Page 44 of Jaded

“Bet.” The play starts up again, but his gaze doesn’t turn back down. So . . . I keep talking. “I love snow. And winter sports. I got no problem with the cold.”

“Cold here’s different.” His head tips slightly towards me, like he’s sizing me up. “Trust me. Most people don’t last long on this team. Especially surfer boys.”

My brows lift. “Who says I’m a surfer boy?”

“I do. Not here, though.”

“Brought my board anyway.” In some distant part of my mind, I realize I’ve stopped paying attention to the game.

He snorts out a surprised laugh, drawing my gaze to the ticked-up corner of his mouth. “Did you really?”

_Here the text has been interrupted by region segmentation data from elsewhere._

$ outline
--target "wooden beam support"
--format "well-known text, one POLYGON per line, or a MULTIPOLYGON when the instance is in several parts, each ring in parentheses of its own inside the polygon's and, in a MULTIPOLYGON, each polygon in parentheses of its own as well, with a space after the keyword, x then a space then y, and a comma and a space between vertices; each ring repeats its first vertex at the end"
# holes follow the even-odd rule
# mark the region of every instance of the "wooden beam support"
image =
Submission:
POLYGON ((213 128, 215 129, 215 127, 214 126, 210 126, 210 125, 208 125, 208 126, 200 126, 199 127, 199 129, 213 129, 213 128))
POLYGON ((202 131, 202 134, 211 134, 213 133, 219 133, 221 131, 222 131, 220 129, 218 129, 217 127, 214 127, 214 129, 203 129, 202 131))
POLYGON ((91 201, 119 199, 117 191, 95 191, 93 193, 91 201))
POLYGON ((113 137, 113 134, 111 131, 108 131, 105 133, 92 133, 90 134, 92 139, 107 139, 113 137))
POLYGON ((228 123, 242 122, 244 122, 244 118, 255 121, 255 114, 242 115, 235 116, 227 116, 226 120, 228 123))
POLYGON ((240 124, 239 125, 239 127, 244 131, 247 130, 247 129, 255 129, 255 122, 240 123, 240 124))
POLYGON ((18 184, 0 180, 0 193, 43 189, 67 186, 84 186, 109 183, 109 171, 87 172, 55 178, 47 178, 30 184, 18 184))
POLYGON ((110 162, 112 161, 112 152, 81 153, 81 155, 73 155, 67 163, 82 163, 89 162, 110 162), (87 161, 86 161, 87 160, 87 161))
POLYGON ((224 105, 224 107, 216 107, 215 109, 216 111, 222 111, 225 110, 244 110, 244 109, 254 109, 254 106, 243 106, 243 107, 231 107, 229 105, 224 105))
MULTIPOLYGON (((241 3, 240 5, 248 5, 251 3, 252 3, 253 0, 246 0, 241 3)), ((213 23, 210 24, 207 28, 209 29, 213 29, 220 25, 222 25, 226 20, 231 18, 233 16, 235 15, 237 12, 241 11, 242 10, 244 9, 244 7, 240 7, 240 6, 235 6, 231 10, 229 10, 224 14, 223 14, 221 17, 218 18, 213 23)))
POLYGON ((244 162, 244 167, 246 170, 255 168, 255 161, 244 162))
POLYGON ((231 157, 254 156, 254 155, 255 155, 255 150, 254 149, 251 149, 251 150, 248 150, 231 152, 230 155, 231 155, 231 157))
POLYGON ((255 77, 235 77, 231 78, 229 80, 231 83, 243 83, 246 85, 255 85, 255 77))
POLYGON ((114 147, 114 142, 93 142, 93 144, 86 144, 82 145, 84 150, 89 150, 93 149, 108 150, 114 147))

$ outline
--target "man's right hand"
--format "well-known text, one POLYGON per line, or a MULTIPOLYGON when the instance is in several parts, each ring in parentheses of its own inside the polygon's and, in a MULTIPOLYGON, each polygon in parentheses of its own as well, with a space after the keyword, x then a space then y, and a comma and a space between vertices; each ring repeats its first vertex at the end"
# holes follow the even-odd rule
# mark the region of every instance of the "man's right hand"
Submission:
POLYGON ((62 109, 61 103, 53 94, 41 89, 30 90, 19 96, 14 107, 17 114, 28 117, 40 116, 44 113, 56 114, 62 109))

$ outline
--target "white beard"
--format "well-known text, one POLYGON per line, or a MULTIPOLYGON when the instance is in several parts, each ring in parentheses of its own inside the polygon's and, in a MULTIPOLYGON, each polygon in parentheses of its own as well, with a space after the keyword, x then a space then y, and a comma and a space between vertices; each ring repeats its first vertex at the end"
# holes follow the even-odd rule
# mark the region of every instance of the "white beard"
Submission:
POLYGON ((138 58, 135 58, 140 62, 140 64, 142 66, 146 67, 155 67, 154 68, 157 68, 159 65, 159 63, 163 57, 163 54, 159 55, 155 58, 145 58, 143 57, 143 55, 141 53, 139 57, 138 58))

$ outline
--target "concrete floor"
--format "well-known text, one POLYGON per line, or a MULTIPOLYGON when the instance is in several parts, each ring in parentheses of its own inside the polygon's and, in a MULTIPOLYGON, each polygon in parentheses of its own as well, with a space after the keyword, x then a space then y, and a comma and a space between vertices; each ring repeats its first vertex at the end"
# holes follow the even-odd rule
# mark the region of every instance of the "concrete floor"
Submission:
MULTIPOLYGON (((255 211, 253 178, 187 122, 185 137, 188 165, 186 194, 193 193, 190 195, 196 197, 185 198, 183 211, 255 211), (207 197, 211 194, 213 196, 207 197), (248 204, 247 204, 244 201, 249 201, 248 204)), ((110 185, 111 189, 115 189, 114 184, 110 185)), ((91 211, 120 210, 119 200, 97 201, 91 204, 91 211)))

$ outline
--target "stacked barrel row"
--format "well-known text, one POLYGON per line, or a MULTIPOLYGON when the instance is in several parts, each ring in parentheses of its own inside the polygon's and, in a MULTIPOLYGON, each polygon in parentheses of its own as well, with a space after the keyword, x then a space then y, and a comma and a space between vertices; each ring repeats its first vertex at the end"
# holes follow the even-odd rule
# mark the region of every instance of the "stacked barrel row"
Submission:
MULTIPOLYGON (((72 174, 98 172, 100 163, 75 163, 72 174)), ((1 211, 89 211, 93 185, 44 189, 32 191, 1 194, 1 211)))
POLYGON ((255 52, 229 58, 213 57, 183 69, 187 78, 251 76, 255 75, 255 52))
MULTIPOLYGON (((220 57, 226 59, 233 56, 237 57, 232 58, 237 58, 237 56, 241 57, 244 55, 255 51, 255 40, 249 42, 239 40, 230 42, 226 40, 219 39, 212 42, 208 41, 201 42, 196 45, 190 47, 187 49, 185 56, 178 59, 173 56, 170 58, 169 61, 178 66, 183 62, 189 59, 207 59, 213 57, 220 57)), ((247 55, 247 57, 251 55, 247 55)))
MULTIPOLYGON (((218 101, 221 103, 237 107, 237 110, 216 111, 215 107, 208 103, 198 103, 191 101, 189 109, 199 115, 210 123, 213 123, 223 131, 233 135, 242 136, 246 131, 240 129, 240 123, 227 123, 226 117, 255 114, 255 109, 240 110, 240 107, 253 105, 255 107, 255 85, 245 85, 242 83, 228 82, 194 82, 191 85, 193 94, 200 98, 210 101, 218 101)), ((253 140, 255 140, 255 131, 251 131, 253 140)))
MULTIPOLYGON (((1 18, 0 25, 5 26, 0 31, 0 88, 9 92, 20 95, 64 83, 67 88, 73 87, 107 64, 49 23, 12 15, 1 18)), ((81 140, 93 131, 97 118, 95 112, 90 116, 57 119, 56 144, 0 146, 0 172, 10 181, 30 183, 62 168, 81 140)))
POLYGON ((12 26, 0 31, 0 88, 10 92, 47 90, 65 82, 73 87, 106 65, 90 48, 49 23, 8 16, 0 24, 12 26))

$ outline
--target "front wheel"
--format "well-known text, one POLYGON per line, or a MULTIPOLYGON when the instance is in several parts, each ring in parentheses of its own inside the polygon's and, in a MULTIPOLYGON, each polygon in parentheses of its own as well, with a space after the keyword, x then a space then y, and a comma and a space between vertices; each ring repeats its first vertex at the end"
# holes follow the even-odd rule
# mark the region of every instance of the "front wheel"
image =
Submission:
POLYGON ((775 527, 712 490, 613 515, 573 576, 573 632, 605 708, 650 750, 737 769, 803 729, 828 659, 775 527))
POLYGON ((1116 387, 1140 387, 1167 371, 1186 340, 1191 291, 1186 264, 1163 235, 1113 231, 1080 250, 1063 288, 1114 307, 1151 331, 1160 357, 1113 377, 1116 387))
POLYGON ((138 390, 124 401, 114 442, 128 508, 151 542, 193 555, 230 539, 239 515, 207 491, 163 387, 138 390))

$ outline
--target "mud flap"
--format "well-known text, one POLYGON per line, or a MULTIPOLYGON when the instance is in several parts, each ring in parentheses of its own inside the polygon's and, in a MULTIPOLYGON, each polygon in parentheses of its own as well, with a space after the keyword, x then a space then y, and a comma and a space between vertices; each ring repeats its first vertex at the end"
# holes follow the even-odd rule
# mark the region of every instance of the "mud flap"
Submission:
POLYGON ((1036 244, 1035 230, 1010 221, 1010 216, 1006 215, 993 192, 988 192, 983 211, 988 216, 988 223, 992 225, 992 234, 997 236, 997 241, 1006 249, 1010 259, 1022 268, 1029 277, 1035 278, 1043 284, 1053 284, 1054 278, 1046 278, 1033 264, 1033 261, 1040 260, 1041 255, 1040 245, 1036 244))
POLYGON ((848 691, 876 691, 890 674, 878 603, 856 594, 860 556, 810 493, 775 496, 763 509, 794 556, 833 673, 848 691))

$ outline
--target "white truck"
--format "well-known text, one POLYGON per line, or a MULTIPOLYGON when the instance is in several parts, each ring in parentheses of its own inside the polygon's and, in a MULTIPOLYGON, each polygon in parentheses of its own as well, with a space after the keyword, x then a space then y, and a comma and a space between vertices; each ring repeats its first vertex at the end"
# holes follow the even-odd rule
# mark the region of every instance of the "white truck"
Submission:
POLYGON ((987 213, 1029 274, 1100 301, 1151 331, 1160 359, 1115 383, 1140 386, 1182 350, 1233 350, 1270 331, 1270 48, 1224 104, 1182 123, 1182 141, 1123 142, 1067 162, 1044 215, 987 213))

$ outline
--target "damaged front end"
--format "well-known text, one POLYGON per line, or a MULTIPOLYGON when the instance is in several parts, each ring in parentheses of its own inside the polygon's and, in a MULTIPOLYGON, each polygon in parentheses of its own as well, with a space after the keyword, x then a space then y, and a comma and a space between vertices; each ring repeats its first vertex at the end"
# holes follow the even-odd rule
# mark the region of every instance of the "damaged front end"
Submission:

“Yep. It’s my favorite.” I snatch my phone up to skip a slower song. “But while I’m here I expect to do a lot more skiing than surfing.”

“Not snowboarding, surfer-boy?” A tiny furrow appears between his dark brows. Why is that adorable, that little crease of confusion? Or maybe I just like the idea that I’m interesting enough to bewilder him.

“Nope. Ski.” I set the phone back down, Adalita’s Way “What It Takes” playing now. “Snowshoeing too.”

“Snowshoeing? Isn’t that for old people?” Amusement threads his words.

“Maybe. I dunno. I did it this morning.” I’m babbling, but I don’t seem to be able to turn off the fountain of words, never can when I get going. “I love nature. And being in it. Hiking, biking, skiing, snowshoeing . . . Anything, really. Very cathartic, you know?”

“Cathartic?”

“Hell yes—” But my words are lost beneath the wail of the buzzer.

“Fuck,” Nat groans, sliding a little lower in his seat. “Don’t know what I was really expecting, but dammit.”

I’m very much with him on that, but what use is there dwelling on what seems to be the inevitable? So . . . maybe I do a little conversation steering. “You’ve been up in the Dry Lakes Hills, I assume?”

Nat tilts his head back toward me, brow half knitted. “Sure. When I was a kid.”

“You grew up here?”

“Yep.” His gaze slides back towards the ice.

“And you haven’t had any inclination to go back out there?” My turn for a furrowed brow of confusion. “Have you?”

“What makes you think that?”

“Because you hate it here.” The words tumble out of my mouth before I can get a lid on it—before I’ve even realized I’ve thought them. Whoops. “I mean—”

His head snaps towards me, green gaze like a laser. “What makes you thinkthat?”

His brows twist into confusion, and I think maybe I do this a lot, say things most people don’t say. Or maybe I’m just not suave enough to say the things I’m supposed to say.

Why am I the most awkward creature on the planet?

But still, somehow, my tongue keeps flapping. “It’s easy to overlook a place where you’ve spent too long. Stop seeing it for all its possibilities. Like how you don’t see things about yourself that other people love, or like all the Arizonans who’ve never been to Sedona or hiked the Grand Canyon.”

And there I go, babbling.

“Excited tourists are always sussing out cool new spots, ya know?” And still, still,still, I keep talking. “You need a tourist to show you around.”

“Is that what you are?” he asks, and when I angle my gaze up, his green eyes bore down on me from beneath the backwards brim of his hat. “An excited tourist?”

“I’d consider myself as such, yes.” I don’t know why he hasn’t walked off or told me to stop or changed the subject. “So if you ever want to go for a hike . . .”

“A hike?” His brows twist again. Because there I go again saying all the awkward, forward things nobody says.